FBR’s counsel argued that the legislature has the unfettered right to amend or repeal any benefits at any time, regardless of any previous promises made to the businesses. They maintained that the government must retain the flexibility to adjust policies as needed for the greater good.

On the other hand, Advocate Raashid Anwer, representing the textile industry, argued that the government’s actions were not only legally questionable but also harmful to its credibility. He cited a similar incident in 1989 when the government had promised a ten percent tax credit through the Finance Act, 1988, only to retroactively revoke it through the Finance Act, 1989. In that case, the Sindh High Court had ruled that once companies had purchased new machinery, these transactions were past and closed and could not be reopened.

Raashid Anwer also referenced the 1993 Molasses case in the Supreme Court, where the legislature had retrospectively amended the Customs Act to take away certain benefits from importers.

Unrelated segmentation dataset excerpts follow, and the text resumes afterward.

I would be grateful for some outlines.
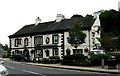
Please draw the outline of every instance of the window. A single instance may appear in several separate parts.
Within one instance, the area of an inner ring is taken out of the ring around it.
[[[42,36],[35,37],[34,44],[35,45],[42,45],[43,44],[43,37]]]
[[[53,48],[53,56],[58,56],[58,55],[59,55],[58,48]]]
[[[59,43],[59,36],[53,35],[53,44],[58,44],[58,43]]]
[[[70,55],[70,49],[66,49],[66,55]]]
[[[25,45],[25,46],[28,46],[28,38],[25,38],[25,39],[24,39],[24,45]]]
[[[46,56],[49,56],[49,50],[46,50],[45,52],[46,52]]]
[[[82,54],[83,49],[73,49],[73,54]]]
[[[15,39],[15,47],[21,45],[21,39]]]

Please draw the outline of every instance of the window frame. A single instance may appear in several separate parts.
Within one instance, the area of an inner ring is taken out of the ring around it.
[[[57,51],[57,52],[56,52]],[[58,56],[59,55],[59,50],[58,48],[53,48],[53,56]]]
[[[38,42],[38,39],[41,38],[41,43]],[[43,45],[43,36],[34,37],[34,45]]]
[[[19,45],[22,44],[22,39],[15,39],[15,47],[18,47]]]
[[[25,38],[24,39],[24,46],[28,46],[29,45],[29,39],[28,38]]]
[[[52,39],[53,44],[58,44],[59,43],[59,35],[58,34],[53,35],[52,38],[53,38]]]

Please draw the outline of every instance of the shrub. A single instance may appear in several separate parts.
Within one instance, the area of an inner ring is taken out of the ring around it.
[[[48,63],[49,63],[49,59],[48,59],[48,58],[43,58],[42,62],[43,62],[44,64],[48,64]]]
[[[33,63],[36,63],[36,58],[33,59]]]
[[[63,56],[62,65],[89,65],[88,58],[83,54]]]
[[[120,63],[120,53],[119,52],[109,52],[107,53],[109,56],[115,56],[117,64]]]
[[[50,56],[49,59],[60,59],[59,56]]]

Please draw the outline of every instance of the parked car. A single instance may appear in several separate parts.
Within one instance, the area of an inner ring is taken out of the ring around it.
[[[0,61],[0,76],[8,76],[8,70],[3,66],[4,61]]]
[[[96,49],[96,50],[90,50],[88,52],[88,58],[90,58],[92,55],[105,55],[105,51],[104,50],[100,50],[100,49]]]
[[[104,50],[91,50],[88,52],[88,59],[90,65],[102,65],[102,60],[104,59],[104,64],[107,64],[108,55]]]
[[[10,59],[16,60],[16,61],[29,61],[30,60],[29,57],[26,57],[25,55],[22,55],[22,54],[11,55]]]

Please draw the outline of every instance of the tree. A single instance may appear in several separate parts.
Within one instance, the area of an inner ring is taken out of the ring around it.
[[[86,34],[82,32],[80,23],[77,21],[74,22],[69,30],[69,37],[67,37],[68,43],[77,49],[79,45],[85,42],[85,38]]]
[[[116,10],[105,10],[100,13],[101,21],[101,42],[103,48],[116,49],[119,47],[120,35],[120,12]],[[106,49],[108,50],[108,49]]]

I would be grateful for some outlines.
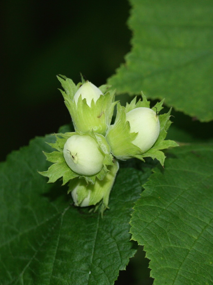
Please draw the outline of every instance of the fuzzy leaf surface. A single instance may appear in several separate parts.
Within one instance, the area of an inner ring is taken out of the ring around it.
[[[132,239],[145,245],[155,285],[210,285],[213,144],[180,146],[169,156],[134,207]]]
[[[130,2],[131,50],[108,83],[118,93],[142,91],[201,121],[212,119],[212,2]]]
[[[102,218],[37,172],[55,139],[36,138],[0,164],[0,284],[112,284],[135,252],[129,222],[150,168],[120,169]]]

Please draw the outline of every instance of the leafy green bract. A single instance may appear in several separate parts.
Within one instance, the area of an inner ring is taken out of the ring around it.
[[[212,119],[212,2],[130,2],[132,50],[108,83],[117,93],[142,90],[202,121]]]
[[[150,169],[120,169],[102,218],[38,173],[55,139],[37,138],[0,164],[0,284],[112,284],[135,252],[129,222]]]
[[[170,151],[134,207],[133,239],[145,245],[154,284],[213,280],[213,144]]]

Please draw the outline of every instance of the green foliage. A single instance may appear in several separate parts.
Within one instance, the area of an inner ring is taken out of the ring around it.
[[[147,97],[165,98],[166,113],[159,114],[158,139],[147,155],[139,158],[145,162],[134,158],[121,162],[109,209],[103,217],[100,209],[94,212],[92,207],[74,206],[69,186],[62,186],[70,178],[61,155],[62,138],[37,137],[9,155],[0,164],[0,285],[113,284],[136,252],[134,241],[144,246],[155,285],[213,284],[213,125],[201,123],[213,119],[212,4],[207,0],[131,2],[132,50],[108,83],[118,93],[139,94],[142,90]],[[86,39],[90,43],[89,35]],[[100,50],[105,46],[103,42]],[[60,54],[60,46],[44,56],[47,62]],[[89,70],[94,57],[88,57]],[[79,58],[74,58],[76,63]],[[32,87],[28,80],[33,72],[52,85],[43,71],[40,73],[41,60],[38,62],[25,82],[36,100],[33,90],[44,85],[37,80]],[[77,87],[64,77],[59,79],[68,105]],[[105,93],[107,85],[100,88]],[[149,106],[144,98],[143,102]],[[126,110],[141,104],[135,99]],[[162,104],[155,105],[158,111]],[[172,111],[175,117],[170,126],[171,106],[176,111]],[[59,132],[70,131],[64,126]],[[179,147],[159,151],[174,146],[173,140]],[[49,153],[51,147],[58,151]],[[167,156],[164,168],[146,156],[162,164]],[[56,165],[56,172],[52,171]],[[38,171],[47,174],[48,167],[50,182],[62,176],[63,180],[47,183]]]
[[[176,148],[134,206],[132,239],[145,245],[156,285],[213,280],[213,144]]]
[[[121,170],[102,218],[37,172],[54,139],[36,138],[0,164],[0,284],[112,284],[135,252],[129,222],[151,169]]]
[[[212,2],[130,2],[132,49],[108,83],[118,93],[142,90],[202,121],[212,120]]]

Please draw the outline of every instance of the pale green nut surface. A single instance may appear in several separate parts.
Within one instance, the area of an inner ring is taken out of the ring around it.
[[[89,81],[86,81],[84,83],[74,95],[74,99],[76,105],[81,94],[82,99],[85,98],[87,105],[90,107],[92,99],[95,103],[101,95],[103,95],[100,89]]]
[[[82,175],[93,175],[101,170],[104,158],[98,146],[95,139],[89,135],[75,135],[65,143],[64,157],[74,172]]]
[[[132,142],[144,152],[149,149],[160,133],[160,122],[156,112],[149,108],[136,108],[127,113],[126,120],[130,122],[130,132],[138,133]]]

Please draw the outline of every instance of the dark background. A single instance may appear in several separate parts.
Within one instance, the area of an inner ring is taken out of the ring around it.
[[[131,36],[124,0],[5,0],[1,8],[0,161],[70,121],[57,74],[105,84]]]

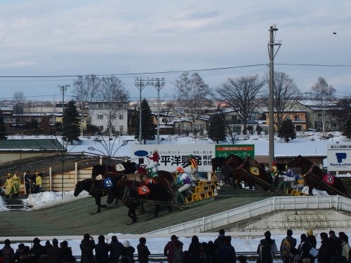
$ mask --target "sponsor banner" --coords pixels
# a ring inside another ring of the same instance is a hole
[[[328,144],[328,171],[351,171],[351,144]]]
[[[212,170],[211,160],[215,157],[216,144],[133,144],[131,147],[131,161],[149,165],[154,149],[157,149],[160,159],[159,170],[174,172],[177,167],[183,166],[192,154],[197,161],[199,172]],[[190,166],[185,168],[190,170]]]
[[[227,157],[230,154],[244,159],[255,158],[255,144],[216,144],[216,157]]]

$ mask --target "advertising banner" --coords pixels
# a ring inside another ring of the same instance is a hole
[[[351,171],[351,144],[328,144],[328,171]]]

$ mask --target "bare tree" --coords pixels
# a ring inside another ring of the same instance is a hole
[[[244,134],[246,133],[247,120],[250,115],[261,104],[257,96],[261,92],[265,82],[258,75],[241,76],[237,79],[228,78],[216,89],[216,99],[227,103],[242,120]]]
[[[26,97],[22,91],[15,91],[13,93],[13,100],[15,105],[13,105],[13,113],[16,116],[16,126],[20,123],[20,116],[23,114],[25,102]]]
[[[109,132],[112,132],[112,123],[116,119],[117,113],[121,110],[121,102],[126,102],[129,98],[129,93],[124,87],[122,81],[115,76],[102,77],[100,97],[104,102],[104,114],[107,118]]]
[[[335,100],[334,94],[336,90],[331,85],[329,85],[324,78],[319,76],[317,82],[311,87],[311,92],[314,100],[317,102],[321,108],[322,128],[324,133],[326,128],[326,109],[329,102]]]
[[[174,86],[180,106],[189,109],[194,130],[194,123],[200,114],[201,107],[209,100],[210,88],[197,72],[192,73],[191,76],[189,76],[189,72],[182,73]]]
[[[265,78],[265,82],[269,84],[269,76]],[[274,124],[279,131],[282,122],[289,119],[289,112],[292,112],[298,107],[298,100],[301,98],[301,92],[295,83],[295,81],[284,72],[274,72]],[[269,90],[265,97],[268,97]],[[268,107],[268,100],[265,100]]]

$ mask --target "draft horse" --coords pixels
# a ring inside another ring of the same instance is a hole
[[[300,155],[295,157],[287,165],[289,168],[300,168],[305,184],[308,186],[308,194],[312,196],[312,189],[326,191],[328,194],[339,194],[349,197],[347,190],[341,179],[324,173],[315,163]]]
[[[140,203],[145,202],[154,203],[154,217],[158,217],[161,204],[166,205],[168,211],[172,211],[171,202],[173,196],[161,184],[144,184],[131,180],[119,181],[111,189],[107,202],[111,197],[117,197],[128,208],[128,216],[132,220],[132,223],[137,222],[135,210]]]
[[[76,187],[74,189],[74,196],[78,196],[78,195],[81,193],[84,190],[86,191],[91,191],[91,184],[93,181],[91,178],[84,179],[82,181],[79,181],[77,183]],[[95,203],[98,205],[98,210],[96,213],[99,213],[101,211],[101,208],[106,208],[107,205],[101,204],[101,198],[107,194],[108,194],[108,191],[105,191],[105,189],[102,189],[101,192],[94,192],[91,191],[91,196],[95,198]]]

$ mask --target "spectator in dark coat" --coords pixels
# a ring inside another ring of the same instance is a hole
[[[136,246],[136,249],[138,250],[138,260],[139,261],[139,263],[149,262],[149,255],[151,253],[145,244],[146,238],[143,237],[140,238],[139,244]]]
[[[124,242],[123,242],[123,246],[124,248],[123,249],[122,255],[128,257],[131,262],[135,263],[134,252],[135,252],[135,249],[131,245],[131,243],[128,240],[125,240]]]
[[[172,260],[173,263],[183,263],[184,262],[184,252],[183,251],[183,243],[178,239],[174,242],[174,255]]]
[[[328,234],[325,232],[322,232],[320,234],[321,236],[321,246],[318,250],[317,262],[320,263],[328,263],[330,260],[329,259],[326,259],[325,257],[325,248],[326,245],[326,241],[328,239]]]
[[[53,258],[56,263],[62,263],[62,252],[61,248],[58,246],[58,241],[56,238],[53,239],[53,246],[48,250],[48,255]]]
[[[45,247],[40,244],[40,239],[35,238],[33,240],[33,246],[30,249],[29,253],[34,255],[34,258],[37,261],[41,255],[46,255],[46,252],[47,251]]]
[[[167,242],[164,248],[164,255],[167,257],[167,262],[168,263],[173,263],[175,246],[174,243],[178,240],[178,237],[176,235],[172,235],[171,236],[171,241]]]
[[[4,263],[13,263],[15,262],[15,250],[11,248],[11,241],[10,239],[6,239],[4,241],[5,245],[1,249],[2,257],[4,257]]]
[[[219,263],[235,263],[237,262],[237,255],[235,249],[230,244],[232,237],[226,236],[224,238],[224,243],[218,247],[217,258]]]
[[[105,236],[100,235],[98,243],[95,246],[95,259],[98,263],[109,262],[109,245],[105,242]]]
[[[94,263],[94,238],[88,233],[84,234],[79,247],[81,251],[81,263]]]
[[[60,244],[61,252],[62,253],[62,260],[65,263],[72,263],[77,261],[73,256],[72,248],[68,246],[68,242],[64,240]]]
[[[316,237],[313,234],[313,231],[310,229],[307,231],[307,241],[311,244],[311,245],[317,248],[317,240]],[[311,263],[314,263],[314,257],[311,256]]]
[[[190,261],[192,263],[202,263],[202,259],[201,257],[202,253],[202,246],[199,242],[199,238],[197,236],[192,236],[192,242],[189,245],[189,254],[190,255]]]
[[[124,248],[123,244],[118,241],[117,237],[112,236],[111,243],[109,244],[110,262],[111,263],[118,262]]]

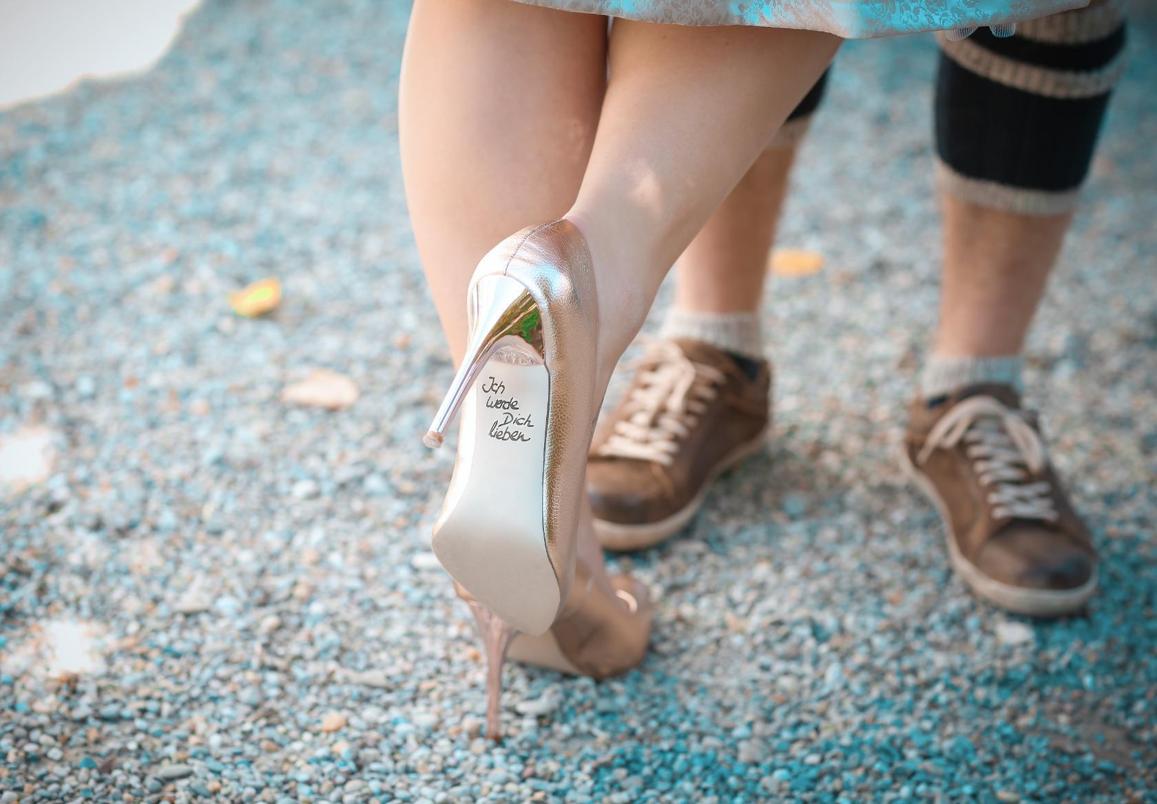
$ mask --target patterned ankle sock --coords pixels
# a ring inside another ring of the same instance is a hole
[[[668,310],[661,338],[690,338],[747,360],[764,360],[764,333],[758,312]]]
[[[944,397],[967,385],[998,383],[1020,392],[1024,357],[945,357],[933,355],[920,373],[920,396]]]

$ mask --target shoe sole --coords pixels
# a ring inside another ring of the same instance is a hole
[[[1081,587],[1076,589],[1026,589],[1024,587],[1014,587],[1010,583],[1004,583],[1003,581],[996,581],[985,575],[983,571],[977,565],[972,563],[964,556],[960,548],[956,546],[956,539],[952,536],[952,525],[948,516],[948,509],[944,502],[941,500],[939,494],[936,493],[936,486],[933,481],[921,472],[915,464],[912,463],[912,458],[908,457],[908,451],[900,444],[899,448],[900,470],[912,480],[916,488],[923,492],[933,506],[936,507],[936,511],[939,514],[941,521],[944,523],[944,540],[948,544],[949,560],[952,562],[952,568],[956,574],[959,575],[968,587],[972,588],[980,597],[996,604],[1001,608],[1009,611],[1014,614],[1025,614],[1027,617],[1061,617],[1063,614],[1071,614],[1079,611],[1089,603],[1089,599],[1097,591],[1097,569],[1093,568],[1092,576]]]
[[[500,399],[517,408],[487,405]],[[543,515],[548,407],[545,366],[487,362],[463,401],[455,469],[463,480],[432,543],[476,600],[532,635],[551,627],[560,603]]]
[[[765,428],[760,430],[759,434],[751,441],[746,441],[728,452],[727,456],[724,456],[724,458],[712,469],[707,479],[703,481],[703,487],[699,489],[699,493],[695,494],[695,496],[693,496],[686,506],[663,519],[657,522],[646,522],[638,525],[627,525],[595,517],[595,536],[598,538],[599,544],[606,549],[624,553],[634,549],[654,547],[664,539],[668,539],[679,532],[687,525],[688,522],[691,522],[692,518],[694,518],[695,514],[699,512],[703,501],[707,499],[707,493],[710,490],[715,481],[718,480],[720,475],[734,467],[736,464],[762,450],[767,443],[768,433],[768,429]]]

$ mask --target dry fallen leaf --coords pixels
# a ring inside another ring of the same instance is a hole
[[[266,276],[249,287],[229,294],[229,303],[238,316],[256,318],[263,316],[281,302],[281,282]]]
[[[804,249],[776,249],[769,266],[779,276],[806,276],[824,267],[824,256]]]
[[[358,401],[359,391],[354,381],[344,374],[329,369],[314,369],[296,383],[286,386],[281,401],[292,405],[309,405],[336,411]]]

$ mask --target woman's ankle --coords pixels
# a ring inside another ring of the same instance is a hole
[[[610,379],[614,364],[647,320],[657,287],[649,288],[646,276],[614,248],[613,233],[605,231],[592,215],[572,209],[566,220],[578,228],[590,249],[598,300],[599,369],[606,375],[603,379]]]

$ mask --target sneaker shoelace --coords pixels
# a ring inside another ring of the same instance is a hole
[[[671,341],[651,344],[635,363],[639,381],[624,400],[624,415],[598,455],[670,466],[699,416],[718,392],[723,371],[697,363]]]
[[[933,450],[964,442],[996,518],[1055,522],[1052,487],[1032,481],[1048,462],[1045,442],[1020,411],[989,396],[968,397],[948,411],[928,434],[916,456],[924,463]]]

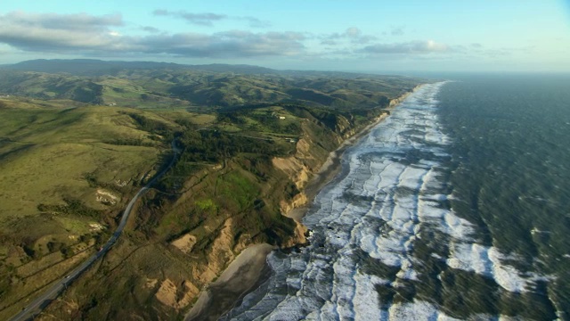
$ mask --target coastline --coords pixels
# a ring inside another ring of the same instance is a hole
[[[414,93],[422,85],[415,86],[398,98],[393,99],[387,111],[393,110],[402,101]],[[303,190],[308,202],[294,208],[283,215],[297,223],[310,209],[319,192],[342,169],[342,157],[346,150],[382,123],[389,114],[382,114],[358,133],[346,138],[335,151],[330,152],[325,162],[314,174]],[[266,257],[274,250],[267,243],[253,244],[246,248],[222,273],[220,277],[202,291],[198,300],[184,317],[184,320],[216,320],[232,308],[240,304],[243,297],[258,287],[271,273]]]

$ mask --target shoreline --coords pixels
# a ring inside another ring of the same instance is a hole
[[[423,85],[419,85],[411,92],[393,99],[386,110],[392,111]],[[303,217],[313,205],[317,194],[340,173],[342,158],[346,150],[370,134],[374,128],[389,116],[389,114],[380,115],[358,133],[345,139],[336,150],[330,152],[325,162],[322,163],[314,177],[309,180],[302,192],[305,194],[308,202],[283,215],[302,224]],[[194,306],[185,315],[184,320],[217,320],[232,308],[240,304],[246,294],[256,289],[269,277],[271,268],[266,262],[266,257],[276,247],[267,243],[253,244],[246,248],[230,263],[216,281],[202,291]]]

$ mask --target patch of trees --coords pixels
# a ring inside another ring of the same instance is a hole
[[[185,131],[178,142],[183,147],[182,161],[219,162],[239,152],[284,155],[281,145],[270,139],[231,135],[218,130]]]
[[[89,218],[99,218],[102,213],[102,210],[94,210],[86,206],[81,201],[64,198],[65,205],[61,204],[44,204],[37,205],[37,210],[42,212],[57,212],[61,214],[74,214],[86,216]]]

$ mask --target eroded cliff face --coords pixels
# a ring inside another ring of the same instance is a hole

The Supreme Court had held that transactions completed before the enactment of the new legislation were past and closed and their benefits could not be revoked retrospectively.

The outcome of this case will have far-reaching implications for future investments in Pakistan. If the Supreme Court upholds the government’s right to retroactively withdraw promised benefits, it could severely undermine business confidence and deter future investments. Companies may be reluctant to commit significant resources if they fear that the government may not honor its promises.

Advocate Raashid Anwer emphasized that maintaining the government’s credibility is crucial for attracting and retaining investments. He argued that if the government is seen as unreliable, it would have a detrimental effect on the country’s investment climate, which is already in need of a boost.